Он ушел в свою комнату, которая, к слову сказать, когда-то была у нас гостиной, и вернулся с коробкой в руках.
— Что ты еще задумал?
— Не твое дело.
— Хозяином хочешь быть, — сказала она. — Над всем домом хозяином. И надо мной тоже.
— Замолчи, здесь мальчик.
— Сам замолчи! Ты меня совсем замучил своими глупостями и болтовней. А стоит мне уступить, и ты возьмешь свое. Вот тебе чего нужно.
— Разве я хоть раз оплошал? — спросил он. — Ну скажи сама.
— Это меня и беспокоит.
— Видела ли ты, чтоб я полез куда не надо или руки распускал?
— О нет.

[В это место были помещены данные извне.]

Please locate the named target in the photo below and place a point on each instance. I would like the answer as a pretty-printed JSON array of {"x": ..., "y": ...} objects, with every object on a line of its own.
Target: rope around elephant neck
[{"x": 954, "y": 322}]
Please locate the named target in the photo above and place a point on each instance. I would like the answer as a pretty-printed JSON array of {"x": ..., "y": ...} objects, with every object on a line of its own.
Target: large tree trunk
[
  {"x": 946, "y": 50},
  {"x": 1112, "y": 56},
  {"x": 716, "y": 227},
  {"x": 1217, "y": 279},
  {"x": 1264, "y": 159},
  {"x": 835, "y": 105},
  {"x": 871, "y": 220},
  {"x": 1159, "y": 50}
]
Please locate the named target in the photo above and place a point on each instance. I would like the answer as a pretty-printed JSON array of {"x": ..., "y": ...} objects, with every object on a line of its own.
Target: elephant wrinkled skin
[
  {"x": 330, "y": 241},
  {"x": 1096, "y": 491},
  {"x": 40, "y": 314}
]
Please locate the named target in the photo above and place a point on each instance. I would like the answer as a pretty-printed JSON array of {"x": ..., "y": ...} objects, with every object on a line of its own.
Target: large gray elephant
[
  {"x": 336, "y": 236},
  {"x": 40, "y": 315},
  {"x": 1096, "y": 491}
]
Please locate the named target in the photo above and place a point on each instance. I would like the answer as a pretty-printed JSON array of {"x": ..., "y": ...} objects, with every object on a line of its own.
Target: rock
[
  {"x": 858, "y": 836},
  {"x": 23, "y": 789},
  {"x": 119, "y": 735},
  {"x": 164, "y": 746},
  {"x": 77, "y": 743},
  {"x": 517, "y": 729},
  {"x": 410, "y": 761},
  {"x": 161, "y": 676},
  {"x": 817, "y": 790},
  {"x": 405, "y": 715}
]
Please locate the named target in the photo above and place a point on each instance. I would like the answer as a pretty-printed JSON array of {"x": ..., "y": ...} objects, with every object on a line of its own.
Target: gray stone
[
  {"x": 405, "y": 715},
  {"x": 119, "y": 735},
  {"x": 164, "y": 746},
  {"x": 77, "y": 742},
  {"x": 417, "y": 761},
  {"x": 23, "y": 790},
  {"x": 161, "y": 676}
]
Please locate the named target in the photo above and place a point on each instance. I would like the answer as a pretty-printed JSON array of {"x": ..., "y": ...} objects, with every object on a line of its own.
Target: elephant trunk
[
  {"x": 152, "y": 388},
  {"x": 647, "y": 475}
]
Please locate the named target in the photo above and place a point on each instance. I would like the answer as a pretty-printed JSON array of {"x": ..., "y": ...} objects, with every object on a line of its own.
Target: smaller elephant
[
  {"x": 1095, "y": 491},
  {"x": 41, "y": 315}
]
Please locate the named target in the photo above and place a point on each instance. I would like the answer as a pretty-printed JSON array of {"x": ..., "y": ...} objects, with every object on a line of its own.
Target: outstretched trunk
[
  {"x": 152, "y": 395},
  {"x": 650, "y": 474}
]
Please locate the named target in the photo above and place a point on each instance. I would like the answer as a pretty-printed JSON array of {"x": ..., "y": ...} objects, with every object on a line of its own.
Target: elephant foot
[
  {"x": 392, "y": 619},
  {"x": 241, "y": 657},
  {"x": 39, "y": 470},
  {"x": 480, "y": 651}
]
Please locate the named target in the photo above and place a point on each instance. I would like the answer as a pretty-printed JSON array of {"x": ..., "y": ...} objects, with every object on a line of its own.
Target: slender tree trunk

Никуда ты не входил и рукой не лез, да только вот эти глаза твои невинные…
— С ними сам черт не совпадает, — сказал Жилец и пошел к черному ходу. — С остальным я кое-как справляюсь. А уж на глаза, видно, шоры придется надеть, и тогда я со временем вовсе ослепну; это уж как пить дать. Язык мужчины еще может лгать, но глаза — никогда.
— Уйди ты от греха!
Она покраснела.
— Можно мне оставить улиток?
— Сказано тебе — вышвырни их вон. — И она снова сжала губы.
Тогда он уложил свой морской сундучок. Уходя, он пошатывался. Сундучок он нес на плече, а коробку с улитками подцепил за веревочку мизинцем. Я хотел ему помочь, но он не позволил.
— Это касается только меня и твоей матери, — объяснил он.
— Пускай уходит, — сказала моя старуха. — Не видишь разве, он просто играет на наших чувствах. Живо вернется, как только ему перестанут давать пиво в долг.
Но он не вернулся. Ни в тот день, ни на другой.
— И чего он добивается? — все бормотала она про себя. Я видел, что она расстроена. Но в то время мы шарили по чужим автомобилям, и домой я приходил поздно. Она меня поедом ела; знай она правду, мне бы совсем худо было. И без того она твердила все время:
— Дома ты только ночуешь, больше тебе ничего не нужно, а я для тебя просто прислуга.
Я сдерживался.
— Хочешь заставить меня сиднем здесь сидеть каждый вечер? — сказал я однажды. — Через несколько лет меня в армию заберут, может, придется драться с китайцами или с русскими, а может, я женюсь. Молодым только раз бываешь.
— Чего ж тебе надо, скажи на милость? — взвилась она. — Тебе охота шляться по ночам, а я сиди тут одна!
— Не надо было котенка выбрасывать, — сказал я.
— Молчал бы лучше!
— Я верно говорю. Оставила бы котенка, и дружок твой был бы при тебе.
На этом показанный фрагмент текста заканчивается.